La problématique liée au ministère de prophète devrait s’arrêter ici si elle ne resurgissait avec la question du don de prophétie (Rm 12.6 ; 1 Co 12.10 ; 14). Pierre, citant Joël 2.28, annonce que : « vos fils et vos filles deviendront prophètes ». Il n’en fallait pas plus pour qu’une nouvelle race de prophètes naisse. De fait, ce sont des « spécialistes » du don de prophétie, mêlé de paroles de connaissance. Ils vont jalonner l’histoire de l’Eglise : Montanus, Joachim de Flore, Savonarole, Thomas Müntzer, Elie Marion, William Miller et de nos jours Paul Cain.

En qualifiant ces personnes de prophètes la confusion s’installe, à l’instar des Eglises qui rétablissent le ministère d’apôtre.
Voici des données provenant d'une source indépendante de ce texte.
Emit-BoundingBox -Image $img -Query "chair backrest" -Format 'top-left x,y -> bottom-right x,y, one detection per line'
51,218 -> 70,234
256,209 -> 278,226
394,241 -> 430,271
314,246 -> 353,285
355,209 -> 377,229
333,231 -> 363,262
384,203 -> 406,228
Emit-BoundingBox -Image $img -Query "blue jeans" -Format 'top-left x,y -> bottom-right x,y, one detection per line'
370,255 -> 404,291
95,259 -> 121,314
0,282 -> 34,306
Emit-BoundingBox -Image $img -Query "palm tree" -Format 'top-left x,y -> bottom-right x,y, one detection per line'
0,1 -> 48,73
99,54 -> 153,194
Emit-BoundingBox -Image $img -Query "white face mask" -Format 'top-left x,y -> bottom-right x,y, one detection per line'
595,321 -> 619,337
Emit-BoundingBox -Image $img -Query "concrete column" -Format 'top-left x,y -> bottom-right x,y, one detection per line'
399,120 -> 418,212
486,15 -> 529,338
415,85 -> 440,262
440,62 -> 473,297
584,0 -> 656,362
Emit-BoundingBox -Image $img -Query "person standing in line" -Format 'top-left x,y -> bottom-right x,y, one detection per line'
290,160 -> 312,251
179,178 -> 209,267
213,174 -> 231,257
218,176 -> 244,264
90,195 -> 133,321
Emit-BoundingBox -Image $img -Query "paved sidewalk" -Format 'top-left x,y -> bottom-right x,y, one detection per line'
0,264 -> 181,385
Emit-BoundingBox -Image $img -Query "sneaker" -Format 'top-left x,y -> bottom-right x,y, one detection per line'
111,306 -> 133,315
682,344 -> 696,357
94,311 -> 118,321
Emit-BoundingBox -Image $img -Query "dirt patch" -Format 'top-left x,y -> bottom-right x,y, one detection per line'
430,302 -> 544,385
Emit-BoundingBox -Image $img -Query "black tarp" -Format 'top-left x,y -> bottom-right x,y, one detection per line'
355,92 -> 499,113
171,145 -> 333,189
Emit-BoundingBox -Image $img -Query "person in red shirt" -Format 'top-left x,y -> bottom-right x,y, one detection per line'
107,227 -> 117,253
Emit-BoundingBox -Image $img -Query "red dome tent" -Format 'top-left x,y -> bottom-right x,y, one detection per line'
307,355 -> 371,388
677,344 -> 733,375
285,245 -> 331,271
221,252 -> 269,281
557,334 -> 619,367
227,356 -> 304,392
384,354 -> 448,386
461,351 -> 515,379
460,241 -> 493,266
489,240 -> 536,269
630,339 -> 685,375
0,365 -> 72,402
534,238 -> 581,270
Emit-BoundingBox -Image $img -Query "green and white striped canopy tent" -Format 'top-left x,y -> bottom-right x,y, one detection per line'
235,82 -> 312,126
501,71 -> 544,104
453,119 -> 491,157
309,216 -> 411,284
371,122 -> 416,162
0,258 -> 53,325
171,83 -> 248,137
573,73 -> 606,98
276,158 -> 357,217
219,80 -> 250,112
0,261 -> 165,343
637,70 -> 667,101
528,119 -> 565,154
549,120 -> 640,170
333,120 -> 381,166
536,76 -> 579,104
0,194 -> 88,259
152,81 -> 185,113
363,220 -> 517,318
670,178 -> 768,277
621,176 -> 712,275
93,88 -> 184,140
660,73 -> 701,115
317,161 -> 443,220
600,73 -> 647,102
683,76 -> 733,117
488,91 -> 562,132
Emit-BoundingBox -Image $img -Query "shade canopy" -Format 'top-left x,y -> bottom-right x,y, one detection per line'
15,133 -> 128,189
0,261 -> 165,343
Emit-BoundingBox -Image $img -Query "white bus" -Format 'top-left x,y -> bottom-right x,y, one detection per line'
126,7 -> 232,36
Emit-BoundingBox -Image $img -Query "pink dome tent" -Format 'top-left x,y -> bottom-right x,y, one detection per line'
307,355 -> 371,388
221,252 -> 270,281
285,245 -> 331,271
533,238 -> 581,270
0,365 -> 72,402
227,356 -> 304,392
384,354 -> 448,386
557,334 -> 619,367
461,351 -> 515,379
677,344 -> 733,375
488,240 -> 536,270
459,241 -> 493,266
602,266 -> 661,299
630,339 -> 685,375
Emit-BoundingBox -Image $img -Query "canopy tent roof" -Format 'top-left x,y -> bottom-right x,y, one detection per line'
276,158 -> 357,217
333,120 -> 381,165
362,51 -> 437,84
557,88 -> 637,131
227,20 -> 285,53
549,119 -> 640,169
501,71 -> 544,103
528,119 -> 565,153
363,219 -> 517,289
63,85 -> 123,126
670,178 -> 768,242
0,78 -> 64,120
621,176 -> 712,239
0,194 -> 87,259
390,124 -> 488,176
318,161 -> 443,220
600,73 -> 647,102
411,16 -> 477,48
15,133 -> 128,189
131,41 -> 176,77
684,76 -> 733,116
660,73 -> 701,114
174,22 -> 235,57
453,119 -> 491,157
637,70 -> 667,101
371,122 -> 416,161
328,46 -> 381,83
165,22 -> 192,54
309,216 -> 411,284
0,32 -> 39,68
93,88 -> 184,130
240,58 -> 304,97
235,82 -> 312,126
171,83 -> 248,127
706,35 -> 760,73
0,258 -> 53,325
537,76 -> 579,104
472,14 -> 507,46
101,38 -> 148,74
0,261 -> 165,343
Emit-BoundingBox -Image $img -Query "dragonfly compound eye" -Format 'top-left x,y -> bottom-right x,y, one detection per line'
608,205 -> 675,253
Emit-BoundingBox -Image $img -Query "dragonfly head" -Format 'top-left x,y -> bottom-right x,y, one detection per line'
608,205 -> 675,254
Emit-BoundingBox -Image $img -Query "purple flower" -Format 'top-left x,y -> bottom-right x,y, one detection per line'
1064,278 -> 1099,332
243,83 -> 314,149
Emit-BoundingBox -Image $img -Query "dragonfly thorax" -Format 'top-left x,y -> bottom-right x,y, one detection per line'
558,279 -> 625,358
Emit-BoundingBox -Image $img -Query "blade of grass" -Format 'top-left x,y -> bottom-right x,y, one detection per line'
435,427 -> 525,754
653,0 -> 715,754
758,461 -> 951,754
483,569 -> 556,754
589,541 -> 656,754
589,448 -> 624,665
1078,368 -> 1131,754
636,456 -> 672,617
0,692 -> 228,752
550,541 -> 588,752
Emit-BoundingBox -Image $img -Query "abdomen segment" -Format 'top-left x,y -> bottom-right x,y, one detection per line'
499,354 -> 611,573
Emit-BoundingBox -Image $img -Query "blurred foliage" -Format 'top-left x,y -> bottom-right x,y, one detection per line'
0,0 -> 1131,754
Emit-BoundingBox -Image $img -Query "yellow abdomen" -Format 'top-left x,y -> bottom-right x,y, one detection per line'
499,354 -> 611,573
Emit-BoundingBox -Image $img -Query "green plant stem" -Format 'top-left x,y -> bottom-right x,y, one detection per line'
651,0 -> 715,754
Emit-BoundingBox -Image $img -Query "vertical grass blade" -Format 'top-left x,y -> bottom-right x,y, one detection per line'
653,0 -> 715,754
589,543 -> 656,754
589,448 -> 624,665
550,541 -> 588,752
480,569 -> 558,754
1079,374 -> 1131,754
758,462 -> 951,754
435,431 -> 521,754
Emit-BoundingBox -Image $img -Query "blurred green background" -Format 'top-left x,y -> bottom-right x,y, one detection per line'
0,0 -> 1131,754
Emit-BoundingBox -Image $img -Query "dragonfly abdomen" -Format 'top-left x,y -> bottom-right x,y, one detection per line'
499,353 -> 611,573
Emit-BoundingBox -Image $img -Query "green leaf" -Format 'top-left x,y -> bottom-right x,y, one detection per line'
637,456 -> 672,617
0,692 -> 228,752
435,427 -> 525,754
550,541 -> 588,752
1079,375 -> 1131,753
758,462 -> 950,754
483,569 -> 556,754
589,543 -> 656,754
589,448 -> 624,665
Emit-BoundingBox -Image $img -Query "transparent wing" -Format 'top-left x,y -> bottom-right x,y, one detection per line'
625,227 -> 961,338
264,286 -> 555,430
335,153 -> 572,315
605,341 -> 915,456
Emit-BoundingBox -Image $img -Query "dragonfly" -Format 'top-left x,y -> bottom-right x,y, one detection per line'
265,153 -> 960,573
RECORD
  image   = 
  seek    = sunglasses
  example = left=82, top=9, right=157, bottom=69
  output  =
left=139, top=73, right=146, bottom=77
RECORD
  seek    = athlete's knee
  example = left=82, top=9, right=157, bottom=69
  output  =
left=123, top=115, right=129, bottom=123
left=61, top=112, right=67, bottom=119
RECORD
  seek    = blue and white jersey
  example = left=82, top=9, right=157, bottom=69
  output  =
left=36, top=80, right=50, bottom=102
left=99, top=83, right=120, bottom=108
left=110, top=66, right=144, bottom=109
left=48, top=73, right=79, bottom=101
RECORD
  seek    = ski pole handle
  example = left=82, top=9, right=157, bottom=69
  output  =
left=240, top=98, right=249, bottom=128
C’est la prédication du ministère pastoral à une assemblée qui remplit la fonction prophétique de proclamation de la Parole de Dieu, celle-ci étant restreinte à un lieu et à un temps donnés. Malheureusement certains préfèrent entendre des prédictions plutôt que des prédications. Elles leur paraissent plus inspirées. Ils nous semblent mal inspirés.